I met today both with my major professor and with the professor over in the religion department, both of whom will be conducting my comprehensive exams a little over a year from now. Dr. Medine (over in Religion) liked my comps list, and Dr. Freer thinks I have an article-in-the-making cooking with my Milton paper. That makes three papers that I'll be shaping up to submit for publication next year (one on Milton, one on Wordsworth, and one on Irving), plus three that are themselves shaping up into a book-length project that still needs a couple chapters (they're in my mind and in my notebooks; I just need to write them) and an introductory essay (also in my mind but not yet in my notebooks). Oh, and then there's comprehensive exams to be taken and a dissertation out there to be written. I think next year will be a busy one.
Wednesday's Job lesson was rather run-of-the-mill, but the grand shape of the book is really coming together, I think, for the students. I think also that when the book makes its turn around chapter 38, the ending will be that much better for our knowing the structure of the first four-fifths of the book.
J.B. gets weirder with every scene, which makes it a joy to teach.

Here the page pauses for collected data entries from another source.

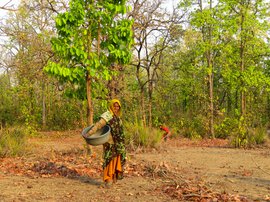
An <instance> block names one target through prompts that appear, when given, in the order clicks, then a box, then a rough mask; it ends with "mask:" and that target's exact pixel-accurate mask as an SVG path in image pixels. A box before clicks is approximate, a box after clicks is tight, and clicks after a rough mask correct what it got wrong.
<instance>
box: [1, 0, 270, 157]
mask: <svg viewBox="0 0 270 202" xmlns="http://www.w3.org/2000/svg"><path fill="white" fill-rule="evenodd" d="M106 2H107V3H104V2H102V1H100V2H99V1H88V4H91V6H92V7H91V6H89V5H88V6H89V7H82V6H86V5H87V1H80V0H71V1H70V4H69V1H65V0H29V1H21V3H20V4H19V5H18V7H16V8H14V7H11V6H10V4H8V3H7V4H5V5H0V6H1V9H4V10H6V11H8V15H6V16H4V17H2V19H1V24H0V31H1V36H2V37H5V40H4V41H2V44H1V47H0V51H1V66H0V68H1V75H0V86H1V88H0V102H1V104H0V127H1V143H0V146H1V147H0V148H1V152H2V151H5V152H4V154H6V153H7V152H6V147H10V144H6V143H5V142H7V139H9V141H10V142H12V141H13V140H11V139H12V136H14V137H15V138H14V139H17V140H18V136H23V137H25V136H34V135H36V134H37V133H38V132H39V131H48V130H73V129H83V128H84V127H86V126H87V125H89V124H92V123H94V122H95V121H96V120H97V119H98V116H99V115H100V113H102V112H103V111H104V110H106V106H107V101H108V100H109V99H111V98H118V99H120V100H121V102H122V107H123V111H124V113H123V120H124V125H125V128H126V135H127V141H128V144H129V145H130V146H138V145H146V146H147V145H148V146H153V145H154V144H155V143H156V142H157V141H158V140H159V139H160V136H161V134H160V132H159V125H161V124H164V125H166V126H168V127H169V128H170V129H171V130H172V133H173V137H179V136H181V137H187V138H226V139H229V140H230V141H231V144H232V145H234V146H236V147H246V146H251V145H254V144H261V143H263V142H264V141H265V140H266V138H267V130H268V128H269V127H270V125H269V119H270V94H269V90H270V61H269V54H270V52H269V50H270V49H269V48H270V47H269V30H270V29H269V27H270V26H269V22H270V21H269V17H270V7H269V6H270V5H269V2H268V1H265V0H259V1H258V0H257V1H255V0H241V1H235V0H220V1H212V0H210V1H203V0H199V1H197V0H196V1H192V0H183V1H179V2H177V6H176V7H175V8H173V9H172V10H168V9H167V8H166V6H164V4H166V1H161V0H152V1H150V0H139V1H137V0H131V1H106ZM108 2H109V3H108ZM82 8H83V9H82ZM89 8H90V9H89ZM82 10H84V12H81V11H82ZM86 14H88V15H86ZM82 15H84V18H82V17H81V16H82ZM115 22H120V23H118V24H117V23H115ZM110 23H111V24H110ZM113 23H115V24H113ZM112 24H113V25H114V26H111V25H112ZM106 26H108V27H106ZM110 34H111V35H110ZM110 36H113V37H110ZM3 137H5V138H3ZM14 144H15V143H14ZM16 144H19V143H18V142H17V143H16ZM16 147H18V145H17V146H16ZM3 148H4V149H3ZM2 155H3V153H2Z"/></svg>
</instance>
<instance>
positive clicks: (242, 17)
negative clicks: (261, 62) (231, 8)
mask: <svg viewBox="0 0 270 202" xmlns="http://www.w3.org/2000/svg"><path fill="white" fill-rule="evenodd" d="M244 21H245V16H244V14H243V13H242V15H241V33H243V32H244ZM244 51H245V42H244V39H243V36H241V42H240V69H241V73H243V72H244V71H245V62H244ZM241 82H242V84H241V85H243V81H241ZM245 113H246V95H245V91H244V89H242V90H241V115H242V116H244V115H245Z"/></svg>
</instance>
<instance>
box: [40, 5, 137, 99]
mask: <svg viewBox="0 0 270 202" xmlns="http://www.w3.org/2000/svg"><path fill="white" fill-rule="evenodd" d="M125 12H126V6H125V1H118V2H116V1H106V2H103V1H102V2H100V1H79V0H72V1H70V9H69V11H67V12H64V13H60V14H59V15H58V16H57V18H56V20H55V22H56V28H57V34H58V36H57V37H53V38H52V40H51V43H52V48H53V51H54V52H55V53H56V55H57V56H58V57H59V59H56V60H50V61H49V63H48V65H47V66H46V67H45V69H44V70H45V71H46V72H47V73H49V74H51V75H54V76H55V77H57V78H58V79H59V80H60V81H62V82H71V83H74V84H76V85H77V86H78V88H77V92H78V93H80V91H83V92H85V89H86V86H85V79H86V75H90V76H91V77H93V78H95V79H97V80H99V79H105V80H108V79H110V77H111V73H110V72H109V70H110V69H109V67H110V65H111V64H114V63H123V64H125V63H127V62H128V61H129V59H130V57H131V54H130V52H129V48H130V45H131V42H132V31H131V25H132V21H131V20H128V19H121V18H119V16H120V14H121V15H123V14H124V13H125ZM92 85H93V87H94V89H96V88H99V87H100V85H102V82H92ZM74 93H76V91H74ZM82 95H83V94H82ZM80 98H81V99H84V98H86V96H85V94H84V96H80Z"/></svg>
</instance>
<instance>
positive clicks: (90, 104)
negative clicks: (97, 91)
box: [86, 74, 94, 125]
mask: <svg viewBox="0 0 270 202" xmlns="http://www.w3.org/2000/svg"><path fill="white" fill-rule="evenodd" d="M91 91H92V89H91V77H90V75H89V74H87V77H86V95H87V124H88V125H92V124H93V117H94V108H93V104H92V96H91Z"/></svg>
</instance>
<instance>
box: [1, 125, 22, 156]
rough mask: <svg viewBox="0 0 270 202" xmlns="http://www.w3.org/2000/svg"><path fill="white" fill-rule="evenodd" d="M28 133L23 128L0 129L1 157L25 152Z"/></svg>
mask: <svg viewBox="0 0 270 202" xmlns="http://www.w3.org/2000/svg"><path fill="white" fill-rule="evenodd" d="M25 146H26V135H25V130H24V129H22V128H7V129H2V130H1V131H0V157H5V156H17V155H21V154H23V153H24V152H25V149H26V147H25Z"/></svg>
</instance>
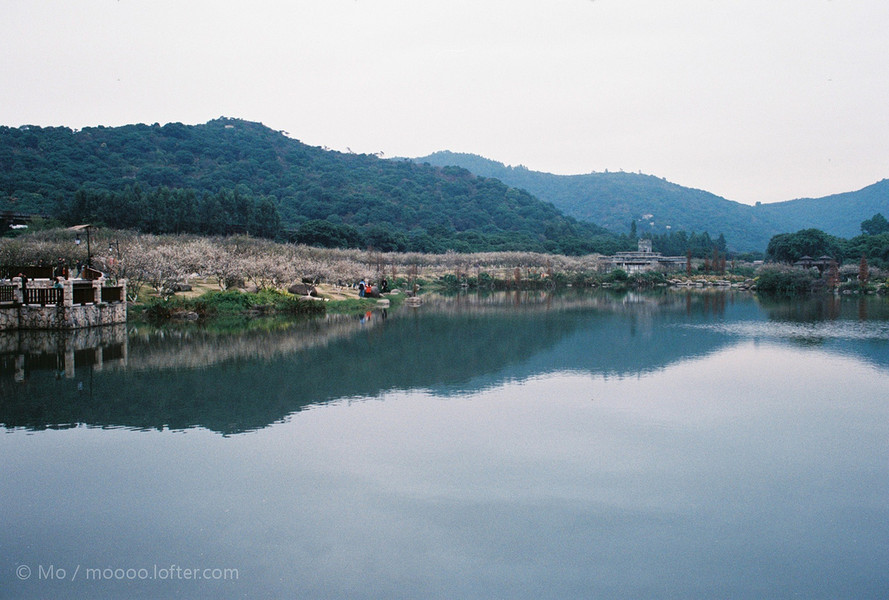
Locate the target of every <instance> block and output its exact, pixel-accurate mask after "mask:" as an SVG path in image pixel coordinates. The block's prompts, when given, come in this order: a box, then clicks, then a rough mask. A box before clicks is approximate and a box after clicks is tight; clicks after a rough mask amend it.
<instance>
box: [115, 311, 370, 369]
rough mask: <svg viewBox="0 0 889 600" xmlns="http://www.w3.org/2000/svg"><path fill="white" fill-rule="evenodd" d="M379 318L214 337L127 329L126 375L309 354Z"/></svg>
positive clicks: (195, 330) (348, 317)
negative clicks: (164, 370)
mask: <svg viewBox="0 0 889 600" xmlns="http://www.w3.org/2000/svg"><path fill="white" fill-rule="evenodd" d="M382 320H383V318H382V314H381V313H380V312H374V313H373V314H372V315H371V316H370V318H366V317H365V318H364V319H360V318H359V317H358V316H350V315H328V316H326V317H322V318H313V319H305V320H299V321H291V322H287V323H285V324H283V326H282V327H279V328H277V329H274V330H256V329H254V330H250V331H244V332H240V333H214V332H209V331H204V330H201V329H199V328H153V327H138V328H133V329H132V331H131V333H130V346H129V348H130V361H129V366H128V368H130V369H146V370H155V369H174V368H175V369H181V368H191V369H197V368H204V367H207V366H210V365H214V364H217V363H221V362H226V361H231V360H235V359H242V358H256V359H261V360H269V359H272V358H275V357H278V356H283V355H288V354H293V353H295V352H301V351H304V350H311V349H313V348H321V347H324V346H326V345H328V344H330V343H331V342H332V341H334V340H338V339H342V338H344V337H349V336H352V335H354V334H355V333H356V332H357V331H358V330H361V329H372V328H374V327H376V326H377V325H378V324H380V323H381V322H382Z"/></svg>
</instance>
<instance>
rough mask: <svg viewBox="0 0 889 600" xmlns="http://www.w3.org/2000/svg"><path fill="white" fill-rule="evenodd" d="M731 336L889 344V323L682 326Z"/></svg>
mask: <svg viewBox="0 0 889 600" xmlns="http://www.w3.org/2000/svg"><path fill="white" fill-rule="evenodd" d="M681 327H689V328H693V329H706V330H710V331H717V332H719V333H725V334H727V335H735V336H740V337H745V338H761V339H821V340H827V339H836V340H884V341H889V323H887V322H882V323H881V322H875V321H817V322H808V323H796V322H790V321H735V322H727V323H709V324H703V325H702V324H697V325H681Z"/></svg>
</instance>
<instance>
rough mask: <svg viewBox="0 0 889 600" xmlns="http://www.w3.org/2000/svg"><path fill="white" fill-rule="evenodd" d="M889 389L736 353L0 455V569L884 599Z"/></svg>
mask: <svg viewBox="0 0 889 600" xmlns="http://www.w3.org/2000/svg"><path fill="white" fill-rule="evenodd" d="M838 373H841V374H842V377H840V376H837V374H838ZM887 388H889V377H887V375H886V374H884V373H880V372H875V371H874V370H873V369H870V368H868V367H867V366H866V365H863V364H862V363H861V362H860V361H858V360H855V359H854V358H852V357H837V356H835V355H834V354H832V353H829V352H822V351H819V350H808V349H806V350H801V349H799V348H795V347H792V346H788V345H786V344H780V343H758V342H756V341H746V342H741V343H738V344H736V345H733V346H731V347H727V348H722V349H720V350H717V351H714V352H712V353H709V354H707V355H705V356H698V357H694V358H690V359H688V360H685V361H681V362H678V363H675V364H671V365H667V366H665V367H664V368H663V369H659V370H656V371H651V372H646V373H640V374H639V375H638V376H636V377H623V378H614V377H607V376H605V375H604V374H601V373H598V374H597V373H589V372H587V373H583V374H581V373H577V372H575V373H548V374H540V375H537V376H531V377H528V378H526V379H523V380H516V381H511V382H505V383H504V384H502V385H500V386H498V387H496V388H490V389H483V390H477V391H476V392H475V393H472V394H466V395H461V396H449V397H443V396H439V395H436V394H433V393H429V392H421V391H392V392H384V393H382V394H380V395H377V396H366V397H361V398H354V399H349V400H347V399H340V400H338V401H335V402H332V403H329V404H326V405H319V406H315V407H313V408H311V409H310V410H305V411H301V412H298V413H294V414H292V415H290V417H288V418H287V419H286V420H285V421H284V422H280V423H276V424H274V425H272V426H270V427H267V428H265V429H263V430H261V431H256V432H252V433H248V434H245V435H238V436H233V437H230V438H225V437H222V436H219V435H214V434H212V433H211V432H208V431H206V430H203V429H192V430H188V431H186V432H180V433H177V432H171V431H152V432H135V431H125V430H114V431H108V430H98V429H87V428H76V429H72V430H68V431H50V432H43V433H39V434H35V435H24V434H13V435H7V436H0V452H3V456H4V463H3V466H2V469H3V471H2V472H0V473H2V474H3V476H4V479H3V480H4V481H6V482H14V484H11V483H7V487H6V490H5V494H4V496H5V498H4V499H5V504H6V507H5V510H6V514H5V517H6V519H7V525H6V526H5V527H4V528H3V530H2V531H0V545H2V547H3V548H4V555H5V556H6V557H8V558H7V561H6V562H2V563H0V568H2V569H3V570H4V571H3V573H2V576H3V577H4V578H5V579H7V580H8V579H9V576H10V575H11V573H13V572H14V569H15V566H16V562H19V563H24V564H31V565H36V564H40V563H41V562H47V563H48V562H49V561H54V562H55V563H56V564H57V565H62V564H64V565H65V566H69V565H76V564H83V565H85V566H105V565H112V566H117V565H121V566H124V567H127V566H131V565H135V566H143V565H152V564H154V563H160V564H166V563H175V564H183V565H185V564H187V565H194V566H199V567H200V566H227V567H236V568H238V569H239V570H240V572H241V578H240V580H239V581H237V582H233V583H232V582H229V583H197V582H179V583H169V582H168V583H167V584H159V583H157V582H144V583H139V584H137V585H129V586H127V585H116V584H108V583H106V584H87V583H81V584H76V583H75V584H71V583H64V584H62V583H58V582H55V583H53V582H39V581H33V582H28V583H20V582H17V581H12V582H11V583H9V585H11V586H12V587H9V589H10V590H12V591H13V592H14V593H15V594H16V595H20V596H35V597H36V596H40V595H45V596H52V595H55V596H57V597H58V596H65V597H69V598H76V597H83V598H96V597H115V596H117V597H121V596H128V597H133V596H136V597H169V596H173V595H177V594H180V595H188V596H189V597H196V598H199V597H213V598H226V597H232V598H234V597H305V598H322V597H323V598H393V597H410V598H493V597H498V598H534V599H535V600H536V599H539V598H558V599H564V598H665V597H674V598H743V599H746V598H757V599H758V598H771V597H794V596H798V597H803V598H816V597H856V598H870V597H879V595H880V594H881V593H882V592H883V591H885V589H887V588H886V586H887V585H889V579H887V574H886V571H885V568H884V567H885V562H886V559H887V556H889V553H887V548H886V542H885V540H886V539H889V531H887V523H889V513H887V501H886V498H885V489H886V485H887V483H889V470H887V469H889V464H887V462H886V460H885V440H886V439H887V435H889V429H887V427H889V412H887V411H889V407H887V405H886V403H885V401H884V398H883V396H884V393H885V390H886V389H887ZM59 490H64V493H59ZM69 568H71V567H70V566H69ZM4 585H7V583H4ZM162 586H163V587H162ZM32 592H33V594H32Z"/></svg>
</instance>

Although my paper proposal for Hegel class was atrocious (I fear that I might lose esteem with Dr. Cole--that's how slipshod it was), I actually have a pretty strong idea of what I'm going to be writing. My Milton paper has a definite shape. The real X-factor this semester is my Beowulf paper. But I have a hunch that I've done more thinking and research already than have my compatriots, so at least we'll all suffer together as the end of April approaches.
And in one more development, I took some time yesterday (between grading and preparing for classes) to write a scene from my perhaps-never-to-be-finished Saul novel. I like the way the scene sounds. I only hope that I'll have the time some day to build a book around it.